Monday, July 23, 2012

Rise always comes... before the fall.

I saw it in IMAX.  And I remained unmoved.  Unmoved by the characters and even by the cinematography.  It was so strange.  I don't think my expectations were that high.  But it just didn't reach into my soul and grab me like The Dark Knight.  There was no sense of desperate peril, no sense of madness.  Everything seemed very clinical.  And then Nolan, to my dismay, reached for spectacle.  But I'm starting to understand some of my dissatisfaction.

First off, the key points of the movie were handled very childishly and out of sync with both the character of Batman and the ideal of 'epic' .  The focal points of the movie are, to my mind, Bane breaking Batman, his rising out of the Pit and the rematch against Bane.  The first showed an inconsistency with the character of Batman.  It was done rather shabbily what with Batman, after having been out of action (and presumably out of shape) for 8 years, walking into a trap and fighting someone he couldn't beat (two things that are rather anti-Batman).  The second felt terribly rushed, and very inconsistent with the idea of 'epic'.  They put Rise in the title of the movie.  If the Rise was supposed to be really epic, you have to see Bruce fail at least a half-dozen times (he did on his third attempt what no one else had ever done except Talia).  He'd have to see something heartbreaking happening in Gotham, become furious, then cut to an attempt, then he fails.  Rinse and repeat to when the old man says to jump without the rope, find your fear (just like in Knightfall).  And the third moment suffered from Nolan's absolute inability to judge or film a hand-to-hand combat sequence.  One wonders if he'd seen the Bourne Trilogy or even a Jackie Chan film.  They weren't fighting like trained martial artists, they were brawling like a pair of prizefighters.  Batman didn't defeat this monster who had broken him like he was nothing by using his wits, his brain, learning from his mistakes.  He did exactly the same thing he did in the first fight (fighting him on his turf by his rules) and for some reason, he won instead of lost.  He outmuscled someone who was his physical superior and that simply doesn't make any sense.

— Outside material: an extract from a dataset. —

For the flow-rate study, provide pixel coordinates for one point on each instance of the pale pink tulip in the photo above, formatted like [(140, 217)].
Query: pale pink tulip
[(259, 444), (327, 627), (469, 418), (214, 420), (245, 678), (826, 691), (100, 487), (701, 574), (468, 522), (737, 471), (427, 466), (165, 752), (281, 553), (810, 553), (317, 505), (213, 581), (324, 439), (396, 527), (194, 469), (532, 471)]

Next I feel as though there were easier ways for Nolan to get a nuke into Gotham.  Putting aside the idea that a single nuke would even destroy Gotham (last I checked Nagasaki and Hiroshima are still around), if the League of Shadows really did want to go down a notch from 'having the city rip itself apart through fear' to 'let's just nuke the damn thing', all the subterfuge of developing a fusion reactor, a deal with a Wayne boardmember for construction contracts laced with explosives, a mad scientist, stealing fingerprints to make stock trades, losing the Wayne millions, invalidating him as CEO, getting Tate access to the reactor, weaponizing it, an anonymous triggerman and a decay countdown to detonation could have much more easily and plausibly been handled by simply smuggling a nuke into Gotham.  This would have removed the need for Daggett, Talia, the Doctor, the Fusion Reactor, the Stock Market, Catwoman - basically a chunk of the movie that formulates the plot beyond "League of Shadows wants to break Bat and Blow up Gotham".  The story is simple - Revenge or more accurately "The League of Shadows Strikes Back" - but instead of keeping the story elemental and winning the audience with the visuals and the execution, Nolan shows off how smart the story was by putting all these extra elements in and resorting to sleight-of-hand without giving us a reason to believe why all of it was necessary.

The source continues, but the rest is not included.